Epic in scale and spanning 60 years of Indian history, Salman Rushdie’s Booker Prize-winning novel, “Midnight’s Children,” was once called unfilmable by literary critics. Oscar-nominated director Deepa Mehta has never bought into that theory.
“Even with all its characters and grand themes, I could see this story as a film in my head. I never felt it was impossible to make into a movie, but it was a challenge — by far the biggest challenge of my career,” Mehta told WWD at the Toronto International Film Festival. In theatres today, Mehta’s sprawling yet faithful adaptation of Rushdie’s 1981 saga tells the tale of two boys, one rich, one poor, born at the exact moment in 1947 when India gained its independence from the British Empire. In a twist worthy of Shakespeare, the infants are switched at birth by a maternity nurse — an action that results in many tragic ironies, particularly in the life of protagonist Saleem Sinai (played by Satya Bhabha). Yet both babies, along with other children born at this precise moment in India’s history, arrive on earth possessing telepathic powers. Hero Saleem later uses these gifts as he matures to unite India’s chosen children and help them discover the true meaning behind their powers.

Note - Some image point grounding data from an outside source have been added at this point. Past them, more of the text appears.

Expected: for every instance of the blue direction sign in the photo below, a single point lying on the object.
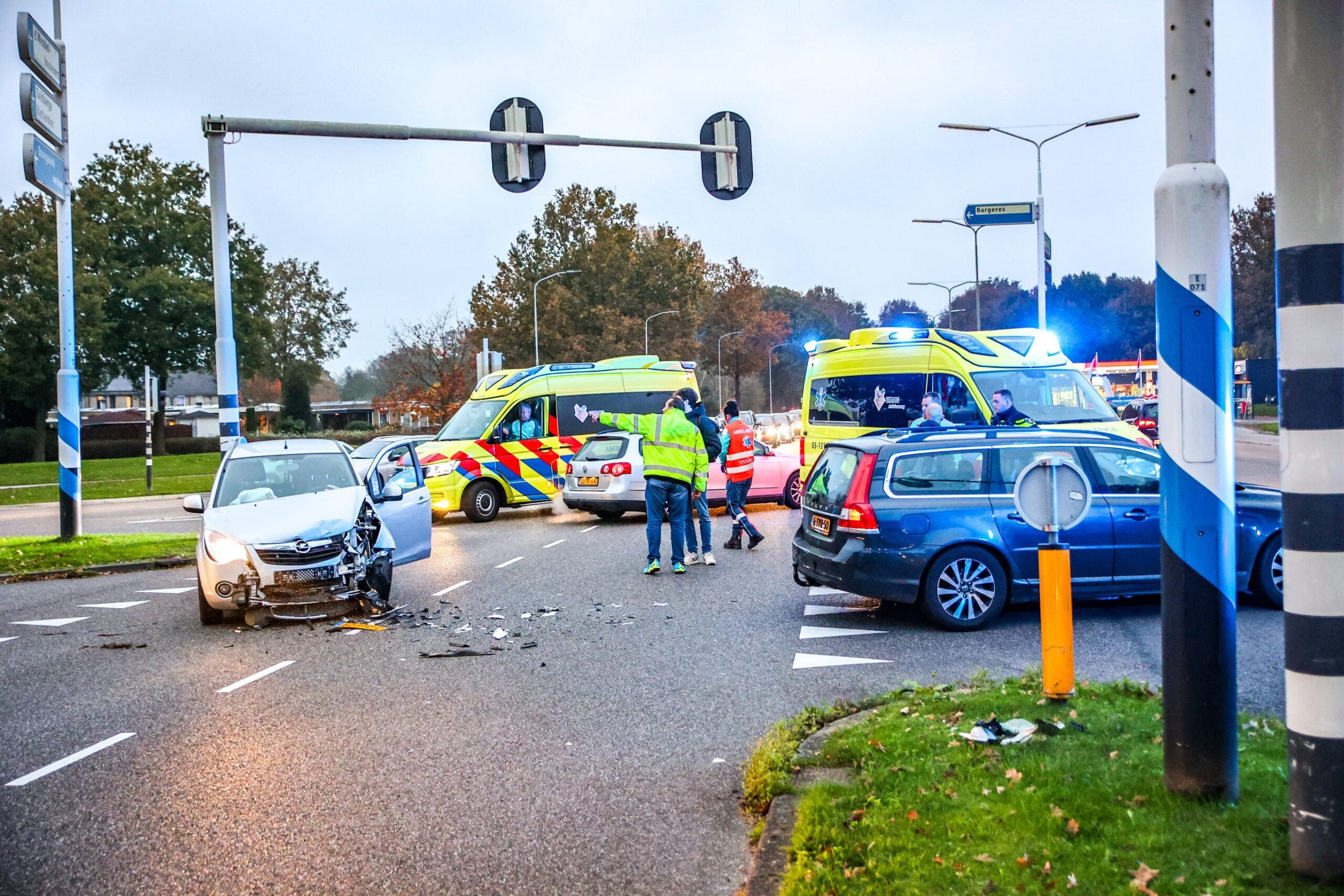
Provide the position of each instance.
(38, 51)
(44, 167)
(1002, 214)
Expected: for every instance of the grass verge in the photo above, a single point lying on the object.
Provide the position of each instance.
(1084, 810)
(23, 555)
(111, 479)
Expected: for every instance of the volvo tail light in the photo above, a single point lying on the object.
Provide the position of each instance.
(858, 515)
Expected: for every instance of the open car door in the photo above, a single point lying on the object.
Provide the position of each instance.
(406, 508)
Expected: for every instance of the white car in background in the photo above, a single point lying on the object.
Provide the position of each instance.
(606, 477)
(292, 532)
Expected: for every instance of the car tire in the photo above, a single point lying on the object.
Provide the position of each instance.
(1268, 575)
(964, 589)
(481, 501)
(209, 616)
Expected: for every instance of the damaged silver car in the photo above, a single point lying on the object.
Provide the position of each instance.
(292, 532)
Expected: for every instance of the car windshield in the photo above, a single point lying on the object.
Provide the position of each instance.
(248, 480)
(471, 421)
(601, 449)
(1049, 397)
(830, 481)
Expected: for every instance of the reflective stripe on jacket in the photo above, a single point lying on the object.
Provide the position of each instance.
(674, 448)
(738, 464)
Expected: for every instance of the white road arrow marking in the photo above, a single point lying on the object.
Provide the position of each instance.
(827, 632)
(71, 758)
(817, 660)
(53, 624)
(255, 676)
(823, 610)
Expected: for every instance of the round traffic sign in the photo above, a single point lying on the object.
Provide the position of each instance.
(1053, 495)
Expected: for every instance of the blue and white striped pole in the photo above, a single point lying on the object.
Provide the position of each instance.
(1309, 262)
(1195, 367)
(226, 350)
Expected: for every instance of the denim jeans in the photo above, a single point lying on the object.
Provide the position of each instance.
(738, 508)
(702, 507)
(664, 496)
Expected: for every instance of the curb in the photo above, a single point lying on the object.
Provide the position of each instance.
(138, 499)
(80, 573)
(771, 860)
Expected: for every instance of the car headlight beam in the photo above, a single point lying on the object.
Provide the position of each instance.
(222, 549)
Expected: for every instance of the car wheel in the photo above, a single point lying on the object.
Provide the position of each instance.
(964, 589)
(209, 616)
(1268, 578)
(481, 501)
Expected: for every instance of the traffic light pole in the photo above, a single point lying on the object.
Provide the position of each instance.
(1309, 257)
(1195, 364)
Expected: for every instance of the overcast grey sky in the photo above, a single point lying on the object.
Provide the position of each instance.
(843, 100)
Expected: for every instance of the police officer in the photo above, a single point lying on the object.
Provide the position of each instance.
(675, 472)
(738, 465)
(1004, 412)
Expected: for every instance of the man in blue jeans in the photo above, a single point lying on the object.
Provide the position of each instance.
(701, 505)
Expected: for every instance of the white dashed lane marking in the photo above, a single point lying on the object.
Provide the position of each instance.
(816, 660)
(71, 758)
(53, 624)
(256, 676)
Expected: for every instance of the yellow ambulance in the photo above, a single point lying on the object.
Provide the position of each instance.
(508, 444)
(875, 381)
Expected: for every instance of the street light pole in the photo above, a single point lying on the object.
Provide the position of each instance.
(647, 327)
(1041, 199)
(769, 370)
(975, 231)
(537, 336)
(951, 309)
(737, 332)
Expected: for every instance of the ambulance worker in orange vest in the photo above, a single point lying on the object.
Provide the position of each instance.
(738, 460)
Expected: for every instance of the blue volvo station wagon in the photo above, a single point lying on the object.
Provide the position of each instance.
(928, 518)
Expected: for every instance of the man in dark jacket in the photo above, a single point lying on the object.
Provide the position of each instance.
(710, 430)
(1004, 412)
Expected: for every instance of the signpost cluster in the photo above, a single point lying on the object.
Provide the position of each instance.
(46, 164)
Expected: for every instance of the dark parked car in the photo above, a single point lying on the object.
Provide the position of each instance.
(1143, 413)
(929, 519)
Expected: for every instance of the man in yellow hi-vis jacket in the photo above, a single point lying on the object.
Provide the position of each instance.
(676, 469)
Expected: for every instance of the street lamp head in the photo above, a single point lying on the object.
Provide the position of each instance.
(1110, 120)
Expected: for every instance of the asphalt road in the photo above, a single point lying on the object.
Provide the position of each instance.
(586, 765)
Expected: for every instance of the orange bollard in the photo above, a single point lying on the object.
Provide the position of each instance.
(1057, 621)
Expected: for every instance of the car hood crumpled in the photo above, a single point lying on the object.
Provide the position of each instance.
(303, 516)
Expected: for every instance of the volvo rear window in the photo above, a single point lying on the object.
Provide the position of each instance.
(828, 486)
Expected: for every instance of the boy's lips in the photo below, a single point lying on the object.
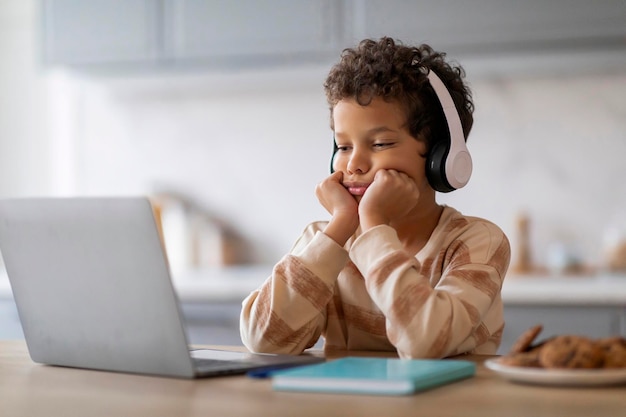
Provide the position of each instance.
(356, 188)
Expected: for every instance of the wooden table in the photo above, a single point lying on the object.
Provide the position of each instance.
(30, 389)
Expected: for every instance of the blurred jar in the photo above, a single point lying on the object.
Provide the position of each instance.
(615, 247)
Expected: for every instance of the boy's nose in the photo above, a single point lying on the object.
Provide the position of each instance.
(357, 163)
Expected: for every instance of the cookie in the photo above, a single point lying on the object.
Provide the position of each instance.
(614, 351)
(571, 352)
(524, 342)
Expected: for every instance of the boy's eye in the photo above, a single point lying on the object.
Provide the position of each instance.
(382, 144)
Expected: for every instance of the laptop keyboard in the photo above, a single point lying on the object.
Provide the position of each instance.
(222, 366)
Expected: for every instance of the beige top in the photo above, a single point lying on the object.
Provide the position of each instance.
(373, 295)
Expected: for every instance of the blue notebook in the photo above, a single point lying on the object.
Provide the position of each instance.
(381, 376)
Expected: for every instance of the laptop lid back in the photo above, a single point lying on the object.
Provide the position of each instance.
(92, 285)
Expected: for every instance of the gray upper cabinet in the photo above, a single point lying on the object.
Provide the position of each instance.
(252, 33)
(183, 32)
(77, 32)
(251, 30)
(494, 26)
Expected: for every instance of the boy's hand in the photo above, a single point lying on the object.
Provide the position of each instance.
(342, 206)
(392, 195)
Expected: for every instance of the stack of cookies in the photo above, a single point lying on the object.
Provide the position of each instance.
(566, 351)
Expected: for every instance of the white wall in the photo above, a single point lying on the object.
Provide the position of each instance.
(251, 147)
(24, 144)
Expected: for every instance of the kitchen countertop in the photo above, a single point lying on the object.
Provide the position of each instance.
(233, 284)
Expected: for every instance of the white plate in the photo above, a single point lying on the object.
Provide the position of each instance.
(559, 377)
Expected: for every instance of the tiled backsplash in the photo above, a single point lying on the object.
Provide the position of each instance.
(250, 149)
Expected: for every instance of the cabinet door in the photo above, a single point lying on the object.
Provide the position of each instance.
(493, 25)
(100, 31)
(251, 31)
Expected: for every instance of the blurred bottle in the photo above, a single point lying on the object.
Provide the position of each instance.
(614, 245)
(524, 263)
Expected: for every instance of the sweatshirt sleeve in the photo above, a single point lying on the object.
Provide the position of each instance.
(287, 314)
(436, 317)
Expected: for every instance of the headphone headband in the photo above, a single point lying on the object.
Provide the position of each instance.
(449, 164)
(457, 164)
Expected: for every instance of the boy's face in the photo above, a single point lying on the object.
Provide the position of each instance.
(375, 137)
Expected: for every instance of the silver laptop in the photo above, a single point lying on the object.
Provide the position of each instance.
(93, 290)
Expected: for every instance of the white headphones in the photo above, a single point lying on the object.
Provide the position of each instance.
(449, 164)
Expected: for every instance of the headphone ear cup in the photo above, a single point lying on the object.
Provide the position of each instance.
(436, 168)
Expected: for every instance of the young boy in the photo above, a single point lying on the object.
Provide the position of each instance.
(391, 270)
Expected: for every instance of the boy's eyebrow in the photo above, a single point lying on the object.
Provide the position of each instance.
(374, 130)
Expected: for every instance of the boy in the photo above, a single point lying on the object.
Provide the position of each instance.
(391, 270)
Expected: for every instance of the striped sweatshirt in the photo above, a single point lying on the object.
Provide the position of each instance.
(372, 295)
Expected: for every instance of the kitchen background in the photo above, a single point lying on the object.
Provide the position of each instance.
(242, 138)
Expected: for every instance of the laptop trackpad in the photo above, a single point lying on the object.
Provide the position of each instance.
(221, 355)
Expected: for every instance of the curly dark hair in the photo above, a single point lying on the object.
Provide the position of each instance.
(388, 69)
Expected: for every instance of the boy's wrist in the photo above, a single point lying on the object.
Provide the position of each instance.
(340, 230)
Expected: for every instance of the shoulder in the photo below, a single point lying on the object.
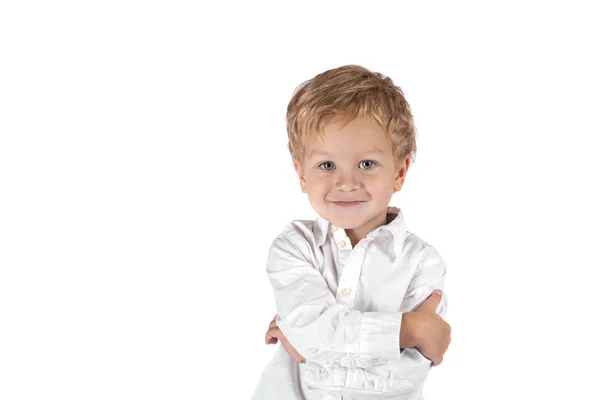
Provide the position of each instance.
(420, 250)
(297, 238)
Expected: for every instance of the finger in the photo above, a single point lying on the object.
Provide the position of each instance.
(272, 333)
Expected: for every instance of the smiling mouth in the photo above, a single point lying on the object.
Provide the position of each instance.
(347, 203)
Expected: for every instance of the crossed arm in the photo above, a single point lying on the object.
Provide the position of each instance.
(311, 325)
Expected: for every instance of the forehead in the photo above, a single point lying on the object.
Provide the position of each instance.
(357, 137)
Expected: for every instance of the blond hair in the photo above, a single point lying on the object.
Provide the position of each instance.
(349, 92)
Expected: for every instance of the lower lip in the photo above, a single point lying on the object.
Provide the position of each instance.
(347, 203)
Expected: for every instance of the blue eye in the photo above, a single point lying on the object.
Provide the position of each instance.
(329, 165)
(368, 164)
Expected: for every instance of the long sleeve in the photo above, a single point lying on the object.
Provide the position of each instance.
(430, 275)
(314, 323)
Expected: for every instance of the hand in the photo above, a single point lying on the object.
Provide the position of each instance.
(274, 334)
(433, 337)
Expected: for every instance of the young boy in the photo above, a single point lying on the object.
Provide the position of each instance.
(355, 311)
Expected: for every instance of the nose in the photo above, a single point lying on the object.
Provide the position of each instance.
(347, 182)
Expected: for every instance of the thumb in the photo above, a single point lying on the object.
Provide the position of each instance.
(432, 301)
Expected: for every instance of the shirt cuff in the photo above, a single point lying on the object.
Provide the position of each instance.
(380, 334)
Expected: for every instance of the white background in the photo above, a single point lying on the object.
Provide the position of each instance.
(144, 173)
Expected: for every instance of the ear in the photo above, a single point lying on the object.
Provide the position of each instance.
(401, 174)
(300, 172)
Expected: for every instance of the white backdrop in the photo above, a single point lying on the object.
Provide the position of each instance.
(144, 174)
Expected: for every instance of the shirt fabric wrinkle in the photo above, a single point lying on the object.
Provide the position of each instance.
(347, 318)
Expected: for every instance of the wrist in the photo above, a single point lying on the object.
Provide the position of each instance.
(409, 330)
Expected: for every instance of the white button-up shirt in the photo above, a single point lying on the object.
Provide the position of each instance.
(341, 308)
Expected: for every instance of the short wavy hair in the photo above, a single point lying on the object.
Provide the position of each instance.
(349, 92)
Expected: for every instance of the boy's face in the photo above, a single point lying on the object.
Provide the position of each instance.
(353, 163)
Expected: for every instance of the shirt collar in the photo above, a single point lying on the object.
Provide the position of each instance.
(395, 225)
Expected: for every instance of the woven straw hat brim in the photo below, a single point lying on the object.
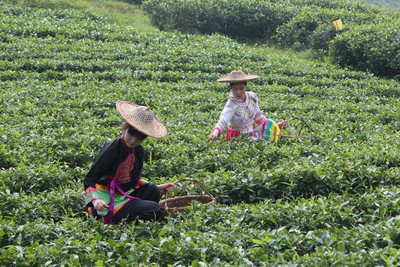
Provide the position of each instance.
(141, 118)
(245, 78)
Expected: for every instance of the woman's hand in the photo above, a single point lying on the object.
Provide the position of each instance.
(99, 204)
(165, 188)
(214, 135)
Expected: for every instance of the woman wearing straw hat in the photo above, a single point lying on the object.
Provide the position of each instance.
(242, 113)
(118, 168)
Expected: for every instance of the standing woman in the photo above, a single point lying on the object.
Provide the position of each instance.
(241, 114)
(118, 169)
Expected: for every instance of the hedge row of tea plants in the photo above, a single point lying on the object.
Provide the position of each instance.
(330, 198)
(294, 24)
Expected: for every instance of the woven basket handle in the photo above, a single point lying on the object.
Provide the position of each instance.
(196, 182)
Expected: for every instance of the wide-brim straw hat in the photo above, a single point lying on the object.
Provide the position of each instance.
(141, 118)
(237, 76)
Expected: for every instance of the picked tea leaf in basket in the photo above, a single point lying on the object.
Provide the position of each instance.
(180, 203)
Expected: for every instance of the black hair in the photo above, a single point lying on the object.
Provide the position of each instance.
(132, 131)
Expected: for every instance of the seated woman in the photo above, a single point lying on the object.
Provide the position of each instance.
(118, 169)
(241, 114)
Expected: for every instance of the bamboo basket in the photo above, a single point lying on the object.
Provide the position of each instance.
(178, 204)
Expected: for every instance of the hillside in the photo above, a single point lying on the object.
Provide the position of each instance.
(392, 4)
(330, 198)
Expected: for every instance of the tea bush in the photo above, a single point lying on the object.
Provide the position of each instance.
(330, 198)
(375, 47)
(293, 24)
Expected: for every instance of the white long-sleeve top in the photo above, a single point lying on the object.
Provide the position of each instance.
(240, 115)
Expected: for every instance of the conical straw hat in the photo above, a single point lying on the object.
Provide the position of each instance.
(141, 118)
(237, 76)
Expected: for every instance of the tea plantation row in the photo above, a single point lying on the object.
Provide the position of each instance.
(369, 40)
(327, 199)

This story first appeared in the April 26, 2013 issue of WWD. Subscribe Today.
“When I first read Salman’s book in 1982, I remember feeling this sense of complete wonderment,” said Mehta, 63.
“Fantastical though they were, I knew these characters he had created. They were just like aunts, uncles and other people I knew back in India. That’s why I wasn’t scared off by the book’s scale or surreal magic,” Mehta explained.
Instead, the Indian-born filmmaker focused on Rushdie’s message about family and the idea that the families we choose can be stronger than those we are born into.
“Family and hope are everything in this story. That’s what makes this exotic tale relevant in today’s world,” said Mehta.
To date Mehta is best known for her Elements trilogy: “Earth” (1996), “Fire” (1998) and 2005’s Oscar-nominated drama “Water,” which told the story of an eight-year-old child widow in India forced to enter a house of widows for the rest of her life. As in those films, “Midnight’s Children” overflows with the painterly details and lush cinematography that have become the hallmarks of Mehta’s career. “Midnight’s Children” also features a screenplay and narration by Rushdie, who signed on in 2008 to adapt what is widely regarded as the book that made his literary reputation.
“We were having dinner together one night and I blurted out ‘Who has the film rights to ‘Midnight’s Children?’ It wasn’t planned. I just asked and Salman agreed,” said Mehta. Rushdie spent two years turning his 600-page book into a 130-page script. The final result delivers a fascinating look at India’s transition from British colonialism to independence. Rushdie’s script is also bolstered by a strong cast including Bhabha as Saleem and Siddharth Narayan as Shiva, the other character switched at birth. Shot in Sri Lanka in 2011, “Midnight’s Children” was filmed under the alias of “Winds of Change” to avoid any protests by fundamentalist groups and the production delays they might trigger.
Over the years, Mehta and Rushdie have both had run-ins with fundamentalists. While attempting to film “Water” in India in 2000, Mehta received death threats and saw effigies of herself burnt in the streets by angry crowds. Hindu protesters also destroyed the film’s sets and harassed Mehta’s crew. As a result, filming was relocated to Sri Lanka in 2003. Rushdie, too, was surrounded by one of the most notorious controversies in literary history, in 1988, with the publication of his fourth novel, “The Satanic Verses.” The work inspired book burnings and protests from Muslims around the world and the fatwa calling for Rushdie’s death issued by Iran’s Ayatollah Ruhollah Khomeini in 1989 that sent the author into seclusion for several years.
“The Iranian government did make a complaint to Sri Lanka, so we couldn’t shoot for two days. But that was it for political setbacks,” Mehta said. The Toronto-based filmmaker also prepared diligently for the physical challenge of shooting 70 days of footage — twice her usual load — in 64 locations.
“The first thing I did was get a trainer and get in shape. Then I stopped smoking,” Mehta grinned as she reminisced about the live cobras, tanks, bombers and myriad of stunts crammed into the film. “You can’t shoot a mammoth story like this and work 18 hours a day if you’re not physically prepared.”